Here's a trick I came across recently which I found quite neat: you can test for divisibility by 3 using (x * 0xaaaaaaab) < 0x55555556. Same concept works for 5 and 15, but sadly not other factors.
LLVM does not currently generate that code, but you can make a case it should.
Duh, you're right on both counts. It should work for any odd divisor, I was just computing the inverse in a dumb way when I tried out other divisors. And I should have stated u32 wrapping arithmetic.
And for even divisors you can separate the divisor into a power of two, and an odd part. The odd part is checked as before, and the power of two is checked with an and mask.
Ah took me some time to understand why this works:
Every uint32 can be expressed as k=3*N mod 2^32. We can get that N by multiplying by the modular inverse. k is divisible by 3 if and only if the multiplication 3N doesn't "wrap around".
So: Multiply by modular inverse to get N, check that it's small enough that 3N < 2^32 ore equivalently that N < 2^32 / 3 = 0x55555556.
From what I understand, inlining is the key optimization that compilers make to speed up code. Once inlined, the excess computations of a function body can be removed or shortened, based on the calling context. With that in mind, how can the decompiler identify such "magic multiplication" division given that the compiler might mutate the division code at the callsite?

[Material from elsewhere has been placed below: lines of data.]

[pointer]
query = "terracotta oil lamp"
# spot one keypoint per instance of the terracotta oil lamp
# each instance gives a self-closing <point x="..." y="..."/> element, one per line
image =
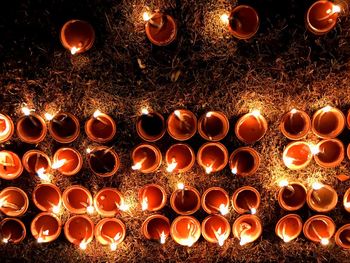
<point x="103" y="161"/>
<point x="247" y="229"/>
<point x="45" y="227"/>
<point x="152" y="197"/>
<point x="295" y="124"/>
<point x="216" y="229"/>
<point x="244" y="161"/>
<point x="67" y="161"/>
<point x="64" y="127"/>
<point x="213" y="126"/>
<point x="319" y="229"/>
<point x="13" y="201"/>
<point x="185" y="230"/>
<point x="12" y="230"/>
<point x="182" y="124"/>
<point x="322" y="17"/>
<point x="212" y="156"/>
<point x="110" y="232"/>
<point x="10" y="165"/>
<point x="100" y="127"/>
<point x="215" y="200"/>
<point x="251" y="127"/>
<point x="79" y="230"/>
<point x="322" y="198"/>
<point x="146" y="158"/>
<point x="289" y="227"/>
<point x="156" y="227"/>
<point x="246" y="199"/>
<point x="328" y="122"/>
<point x="179" y="158"/>
<point x="77" y="36"/>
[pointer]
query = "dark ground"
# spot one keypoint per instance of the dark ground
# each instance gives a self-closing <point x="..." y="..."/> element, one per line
<point x="284" y="66"/>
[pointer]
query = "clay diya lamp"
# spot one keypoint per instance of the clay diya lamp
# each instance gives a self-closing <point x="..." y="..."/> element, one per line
<point x="322" y="17"/>
<point x="319" y="229"/>
<point x="246" y="199"/>
<point x="152" y="197"/>
<point x="212" y="156"/>
<point x="244" y="161"/>
<point x="67" y="161"/>
<point x="100" y="127"/>
<point x="77" y="36"/>
<point x="185" y="230"/>
<point x="243" y="22"/>
<point x="330" y="154"/>
<point x="7" y="128"/>
<point x="45" y="227"/>
<point x="297" y="155"/>
<point x="182" y="124"/>
<point x="215" y="200"/>
<point x="64" y="127"/>
<point x="179" y="158"/>
<point x="251" y="127"/>
<point x="295" y="124"/>
<point x="322" y="198"/>
<point x="161" y="29"/>
<point x="108" y="201"/>
<point x="47" y="197"/>
<point x="146" y="158"/>
<point x="247" y="229"/>
<point x="79" y="230"/>
<point x="216" y="229"/>
<point x="110" y="232"/>
<point x="156" y="227"/>
<point x="185" y="200"/>
<point x="12" y="230"/>
<point x="213" y="126"/>
<point x="13" y="201"/>
<point x="10" y="165"/>
<point x="289" y="227"/>
<point x="328" y="122"/>
<point x="103" y="161"/>
<point x="77" y="200"/>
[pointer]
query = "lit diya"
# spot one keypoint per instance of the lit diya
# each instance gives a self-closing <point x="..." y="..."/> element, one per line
<point x="45" y="227"/>
<point x="213" y="126"/>
<point x="289" y="227"/>
<point x="247" y="229"/>
<point x="12" y="230"/>
<point x="295" y="124"/>
<point x="110" y="232"/>
<point x="103" y="161"/>
<point x="215" y="200"/>
<point x="152" y="197"/>
<point x="13" y="201"/>
<point x="77" y="36"/>
<point x="185" y="230"/>
<point x="212" y="156"/>
<point x="146" y="158"/>
<point x="216" y="229"/>
<point x="79" y="230"/>
<point x="328" y="122"/>
<point x="64" y="127"/>
<point x="100" y="127"/>
<point x="179" y="158"/>
<point x="182" y="124"/>
<point x="322" y="17"/>
<point x="244" y="161"/>
<point x="319" y="229"/>
<point x="251" y="127"/>
<point x="10" y="165"/>
<point x="246" y="199"/>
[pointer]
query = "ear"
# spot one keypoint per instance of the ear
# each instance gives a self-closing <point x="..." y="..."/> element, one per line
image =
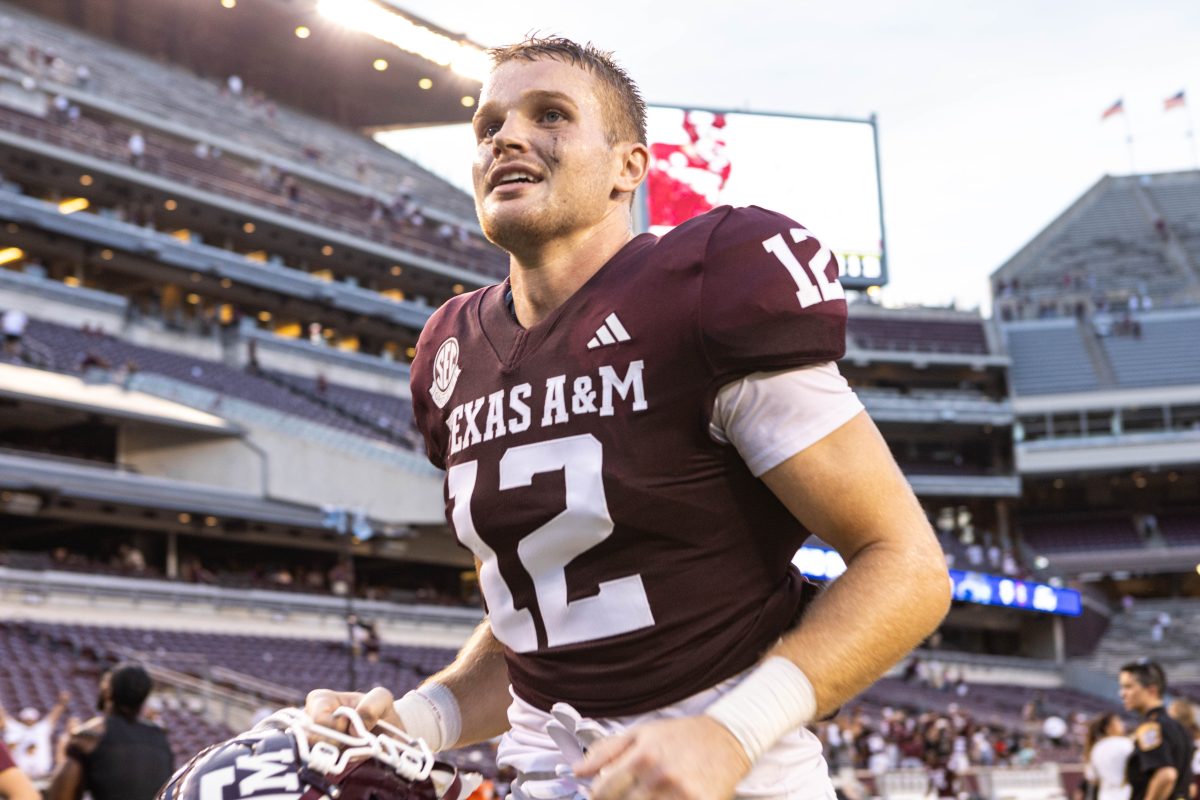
<point x="635" y="164"/>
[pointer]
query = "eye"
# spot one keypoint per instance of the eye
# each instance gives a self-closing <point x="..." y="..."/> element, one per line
<point x="486" y="131"/>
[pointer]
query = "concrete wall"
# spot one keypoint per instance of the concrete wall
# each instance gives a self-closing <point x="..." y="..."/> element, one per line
<point x="289" y="468"/>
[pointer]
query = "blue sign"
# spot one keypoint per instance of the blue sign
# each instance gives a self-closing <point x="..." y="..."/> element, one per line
<point x="969" y="587"/>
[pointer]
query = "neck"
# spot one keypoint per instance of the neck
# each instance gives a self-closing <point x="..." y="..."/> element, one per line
<point x="544" y="276"/>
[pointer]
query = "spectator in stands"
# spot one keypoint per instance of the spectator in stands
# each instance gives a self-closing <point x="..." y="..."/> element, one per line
<point x="1107" y="751"/>
<point x="15" y="785"/>
<point x="1161" y="768"/>
<point x="1185" y="713"/>
<point x="115" y="756"/>
<point x="30" y="737"/>
<point x="137" y="149"/>
<point x="13" y="323"/>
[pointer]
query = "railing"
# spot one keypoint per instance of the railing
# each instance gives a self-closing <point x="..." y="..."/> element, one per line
<point x="39" y="584"/>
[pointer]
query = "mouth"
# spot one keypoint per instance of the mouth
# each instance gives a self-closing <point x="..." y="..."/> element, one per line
<point x="509" y="180"/>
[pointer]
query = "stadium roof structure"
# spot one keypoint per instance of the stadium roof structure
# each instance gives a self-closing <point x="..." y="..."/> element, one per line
<point x="292" y="52"/>
<point x="1131" y="235"/>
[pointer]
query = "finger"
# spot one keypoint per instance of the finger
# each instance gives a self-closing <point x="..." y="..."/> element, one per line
<point x="377" y="705"/>
<point x="321" y="704"/>
<point x="603" y="753"/>
<point x="617" y="781"/>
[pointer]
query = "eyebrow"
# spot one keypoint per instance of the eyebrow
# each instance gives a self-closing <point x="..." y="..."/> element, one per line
<point x="527" y="96"/>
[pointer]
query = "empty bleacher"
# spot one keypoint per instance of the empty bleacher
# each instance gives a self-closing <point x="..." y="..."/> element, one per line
<point x="1081" y="533"/>
<point x="916" y="335"/>
<point x="1128" y="236"/>
<point x="365" y="414"/>
<point x="37" y="669"/>
<point x="1164" y="354"/>
<point x="1049" y="356"/>
<point x="167" y="91"/>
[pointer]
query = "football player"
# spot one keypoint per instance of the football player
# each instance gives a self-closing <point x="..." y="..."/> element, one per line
<point x="639" y="433"/>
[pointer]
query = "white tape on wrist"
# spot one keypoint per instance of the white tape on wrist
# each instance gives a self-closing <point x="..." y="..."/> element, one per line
<point x="431" y="713"/>
<point x="772" y="701"/>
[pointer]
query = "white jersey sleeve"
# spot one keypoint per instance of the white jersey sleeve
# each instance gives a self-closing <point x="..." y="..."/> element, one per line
<point x="769" y="416"/>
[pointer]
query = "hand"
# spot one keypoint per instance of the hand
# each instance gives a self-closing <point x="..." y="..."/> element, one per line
<point x="373" y="707"/>
<point x="693" y="758"/>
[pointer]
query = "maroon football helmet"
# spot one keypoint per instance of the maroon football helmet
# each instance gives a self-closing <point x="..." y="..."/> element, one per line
<point x="275" y="759"/>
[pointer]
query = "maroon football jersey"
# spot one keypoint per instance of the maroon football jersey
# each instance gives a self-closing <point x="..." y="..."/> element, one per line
<point x="628" y="560"/>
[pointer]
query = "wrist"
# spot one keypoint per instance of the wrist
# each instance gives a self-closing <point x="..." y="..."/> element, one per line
<point x="431" y="714"/>
<point x="774" y="699"/>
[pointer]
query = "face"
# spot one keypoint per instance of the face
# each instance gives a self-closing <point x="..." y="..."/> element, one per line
<point x="544" y="167"/>
<point x="1135" y="696"/>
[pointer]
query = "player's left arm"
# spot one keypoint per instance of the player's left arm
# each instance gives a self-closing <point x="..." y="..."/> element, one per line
<point x="894" y="593"/>
<point x="67" y="781"/>
<point x="895" y="589"/>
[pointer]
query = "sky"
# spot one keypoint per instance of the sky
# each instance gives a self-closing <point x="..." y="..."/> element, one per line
<point x="989" y="112"/>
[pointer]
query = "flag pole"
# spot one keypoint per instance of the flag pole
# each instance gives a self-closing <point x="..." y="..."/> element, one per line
<point x="1192" y="138"/>
<point x="1133" y="166"/>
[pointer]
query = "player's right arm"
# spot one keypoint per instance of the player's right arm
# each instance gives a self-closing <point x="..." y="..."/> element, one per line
<point x="478" y="680"/>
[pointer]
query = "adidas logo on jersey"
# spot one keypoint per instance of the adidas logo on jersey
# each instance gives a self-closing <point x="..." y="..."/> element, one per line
<point x="611" y="332"/>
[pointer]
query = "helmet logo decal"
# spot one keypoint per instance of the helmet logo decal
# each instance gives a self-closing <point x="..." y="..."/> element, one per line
<point x="445" y="372"/>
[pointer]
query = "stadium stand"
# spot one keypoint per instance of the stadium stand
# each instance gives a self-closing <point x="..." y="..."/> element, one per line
<point x="917" y="335"/>
<point x="1161" y="354"/>
<point x="1126" y="242"/>
<point x="162" y="91"/>
<point x="1049" y="356"/>
<point x="36" y="669"/>
<point x="342" y="408"/>
<point x="1087" y="531"/>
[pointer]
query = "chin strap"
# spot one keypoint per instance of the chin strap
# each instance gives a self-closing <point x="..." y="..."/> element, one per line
<point x="336" y="752"/>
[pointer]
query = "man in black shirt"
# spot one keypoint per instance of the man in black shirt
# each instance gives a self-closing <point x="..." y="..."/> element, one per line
<point x="115" y="756"/>
<point x="1161" y="764"/>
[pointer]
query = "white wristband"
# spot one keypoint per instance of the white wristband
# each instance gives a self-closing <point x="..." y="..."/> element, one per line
<point x="431" y="713"/>
<point x="772" y="701"/>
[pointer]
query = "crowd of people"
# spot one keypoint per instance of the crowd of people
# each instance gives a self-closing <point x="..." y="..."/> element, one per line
<point x="123" y="753"/>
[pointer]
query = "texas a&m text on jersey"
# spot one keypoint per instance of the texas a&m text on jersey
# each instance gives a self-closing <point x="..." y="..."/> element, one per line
<point x="628" y="559"/>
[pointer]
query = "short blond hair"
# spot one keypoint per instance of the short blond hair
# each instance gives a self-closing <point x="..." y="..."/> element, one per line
<point x="624" y="107"/>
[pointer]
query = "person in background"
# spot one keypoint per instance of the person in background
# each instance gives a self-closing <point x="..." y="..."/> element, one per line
<point x="1107" y="751"/>
<point x="115" y="756"/>
<point x="1185" y="713"/>
<point x="30" y="738"/>
<point x="1161" y="768"/>
<point x="15" y="785"/>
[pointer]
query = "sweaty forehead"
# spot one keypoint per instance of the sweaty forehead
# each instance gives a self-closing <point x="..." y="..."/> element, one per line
<point x="515" y="80"/>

My rule of thumb is: If an optimization reduces memory accesses, it is important today. Register allocation fits that pattern, because the alternative is to spill values to memory.
Disclaimer: That rule is restricted to fast processors, not low-power embedded stuff.
Inlining is not that important for speed itself. It rather is an optimization booster, which makes many other optimization much more effective. If your other optimizations are crap, then inlining will not help much, because the call overhead is not that big.
Registers are also the nodes in the DAG of evaluation. Superscalar execution relies on having multiple edges active over time. Thus, good register allocation won't have bottlenecks, and won't make the evaluation DAG look like a series of linked lists.
Expressions are DAGs after common subexpression elimination. DAGs are what you get when you symbolically evaluate expressions on a stack machine without backward edges in control flow. Leave out the backward edges and the phi nodes they create, and you get DAGs from SSA form as well (but sequencing has information that you lose).
> IMPORTANT: Useful feedback revealed that some of these measures are seriously flawed. A major update is on the way.
Looking over the results, some of the numbers are off.
On Intel CPUs, FP multiplication is faster than integer division. Might not be true on ARM CPUs which generally have slower FPUs.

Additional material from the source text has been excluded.